Bárbara Rodrigues ^1,2,3 Vanessa Sousa ^1,2,3,4 Filipa Esteves ^2,5,6 Emídio Vale-Fernandes ^1,2,7 Solange Costa ^2,5,6 Daniela Sousa ⁷ Raquel Brandão ⁷ Carla Leal ⁷ Joana Pires ^2,5,6 Isabel O. Gaivão ⁸ João P. Teixeira ^2,5,6 António J. Nogueira ⁹ Paula Jorge ^1,2,3,4*

• ¹ Unit for Multidisciplinary Research in Biomedicine, Abel Salazar Institute of Biomedical Sciences, University of Porto, Porto, Portugal
• ² Laboratory for Integrative and Translational Research in Populational Health, Institute of Public Health, University of Porto, Porto, Porto, Portugal
• ³ Genetics and Pathology Clinic, University Hospital Center of Porto, Porto, Portugal
• ⁴ ICBAS, School of Medicine and Biomedical Sciences, Institute of Biomedical Sciences Abel Salazar, University of Porto, Porto, Porto, Portugal
• ⁵ Department of Environmental Health, National Health Institute Doutor Ricardo Jorge (INSA), Porto, Portugal
• ⁶ EPIUnit - Instituto de Saúde Pública da Universidade do Porto, Porto, Portugal
• ⁷ North Albino Aroso Maternal and Child Center, University Hospital Center of Porto, Porto, Portugal
• ⁸ Veterinary and Animal Research Center, University of Trás-os-Montes and Alto Douro, Vila Real, Portugal
• ⁹ Centre for Environmental and Marine Studies, Department of Environment and Planning, University of Aveiro, Aveiro, Portugal

Intracytoplasmic sperm injection (ICSI) is a widely used technique in fertility centers.

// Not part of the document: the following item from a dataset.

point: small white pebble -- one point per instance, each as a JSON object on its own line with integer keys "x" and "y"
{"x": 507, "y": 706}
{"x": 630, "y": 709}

ICSI success depends on both nuclear and cytoplasmic oocyte maturation. Cumulus cells, which surround the oocytes, play a pivotal role in oocyte competence. However, the significance of DNA damage in cumulus cells as a marker of fertilization success remains largely unexplored. This study aims to investigate the relationship between DNA damage in cumulus cells of females undergoing ICSI, and oocyte competence, with a focus on in vitro fertilization (IVF) outcomes. We employed the alkaline comet assay to assess DNA damage levels (%TDNA) in cumulus cells and whole blood from 22 potentially fertile females and 35 infertile females, including 20 with an ovulatory disfunction phenotype. Our results revealed significant differences between the levels of %TDNA in cumulus cells and blood. Females with an ovulatory dysfunction phenotype exhibited higher levels of %TDNA in cumulus cells compared to potentially fertile females. Additionally, within the group of females with ovulatory dysfunction, a significant correlation was observed between %TDNA levels and the number of oocytes with two pronuclei. Our findings suggest that blood does not accurately reflect DNA damage in cumulus cells, which was correlated with the fertilization success in females with ovulatory dysfunction. High levels of %TDNA in cumulus cells were associated with a higher likelihood of successful fertilization. Moreover, our results imply that low levels of %TDNA may be linked to oocytes that fail to complete maturation and, consequently, do not fertilize (oocytes with zero pronuclei). Further research with larger cohorts is necessary to validate these findings and to explore potential applications in female fertility. However, our study provides evidence that DNA damage in cumulus cells may serve as a valuable biomarker for predicting fertilization success and oocyte competence.